En cuanto a la unidad nacional, enfrentamos ahora una situación muy grave que difiere de aquel momento, en el que se expresó el movimiento independentista. El Gobierno ha dividido profundamente al país. Su campaña en contra de sectores a los que califica de pelucones y de los medios de comunicación y banqueros, entre otros, ha generado un ambiente de hostilidad y confrontación social.
Si queremos dar continuidad en la actualidad a aquello que lograron nuestros héroes hace 200 años, es el momento de dejar de sembrar vientos de división y polarizaciones y de proponer un Ecuador unido, sin divisiones, con el objetivo de conquistar una independencia para todos con un Gobierno unificador y positivo.
Hora GMT: 09/Agosto/2009 - 05:12

09/Agosto/2009 a las 03:00
Este artìculo de opiniòn lo debe leer Jaime Nebot, como representante máximo de la burguesìa y la extrema derecha.Ya basta Sr. Nebot de creerse el cacique y dueño de Guayaquil,cada vez que quiere enfrentar al gobierno apela y jura su amor infinito al pueblo de Guayaquil, exacerbando y manipulando el espìritu de guayaquileñismo siempre a favor de sus intereses, da pena realmente su corta estatura polìtica reducida a una visiòn que no pasa mas allà del rìo Guayas, el juego democràtico exije la alternancia en el poder Sr. Nebot, por mas buen alcalde que Ud. se crea, no es bueno monopolizar el poder.
Sr. Nebot Guayaquil es un crisol de la diversidad ecuatoriana, por lo tanto Guayaquil es Ecuador.
Los sectores populares también reclamamos, menos manipuaciòn por parte de la prensa, menos verdades a medias, menos prepotencia de los politiqueros de siempre, cortar de raìz a los embajadores criollos de Uribe, que han demostrado su pequeñez de mente y su absoluta carencia de sentido de Patria.
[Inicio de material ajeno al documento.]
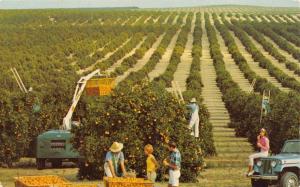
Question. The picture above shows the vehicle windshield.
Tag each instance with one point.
(291, 147)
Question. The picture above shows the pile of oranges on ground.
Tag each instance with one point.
(46, 181)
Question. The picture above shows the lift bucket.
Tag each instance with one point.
(100, 86)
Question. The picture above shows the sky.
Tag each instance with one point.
(23, 4)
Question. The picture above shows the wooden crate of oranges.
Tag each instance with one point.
(126, 182)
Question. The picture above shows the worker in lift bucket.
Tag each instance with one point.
(114, 162)
(194, 118)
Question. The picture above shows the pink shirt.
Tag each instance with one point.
(264, 141)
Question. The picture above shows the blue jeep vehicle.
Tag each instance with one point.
(282, 169)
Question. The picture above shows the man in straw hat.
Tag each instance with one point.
(113, 160)
(194, 119)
Dan asco realmente los que por sus odios y ambiciones, entregan informaciòn y son los voceros del agresor gobierno colombiano.
Son una verguenza para las Fuerzas Armadas, parece que cuando juraron la bandera en vez del tricolor ecuatoriano abrazaron la bandera paisa o yanqui.
En fin, pensar que ricos y pobres, indios y "pelucones", todos navegamos en èste barco llamado Ecuador , o dejamos a un lado el odio o naufragamos.
Y mucho dependerà de la voluntad de todos , no basta con exigir al gobierno que modere o cambie su estilo de gobernar, tambièn hay que poner de nuestra parte, o es que la prensa de Ecuador sigue creyendo que estàn por encima de la ley, que son intocables y libres de pecado?
09/Agosto/2009 a las 09:48
¿ Será posible que mañana amanezcamos con un nuevo Rafael Correa?.
09/Agosto/2009 a las 17:32
Sr Rosillo, el editorial se refiere a Correa cuando dice que es hora de fomentar la unidad nacional, es él quien debería poner el ejemplo, y dejar de dividir a los ecuatorianos entre buenos y malos, entre pelucones y pobres, entre costeños y serranos.
Correa durante los primeros 30 meses de su gobierno ha aplicado la máxima de divide y reinaras, y hay que reconocer que esa táctica al principio le dio resultados, pero ahora ya es hora de trabajar y gobernar para TODOS, dejar los insultos, las mofas, las burlas. Las últimas encuestas así lo señalan, los ecuatorianos ya se hartaron de tanta confrontación e insulto, ahora exigen que Correa actúe como un estadista, y no como un matoncito de barrio que saca a relucir sus traumas y complejos cada vez que le da la gana.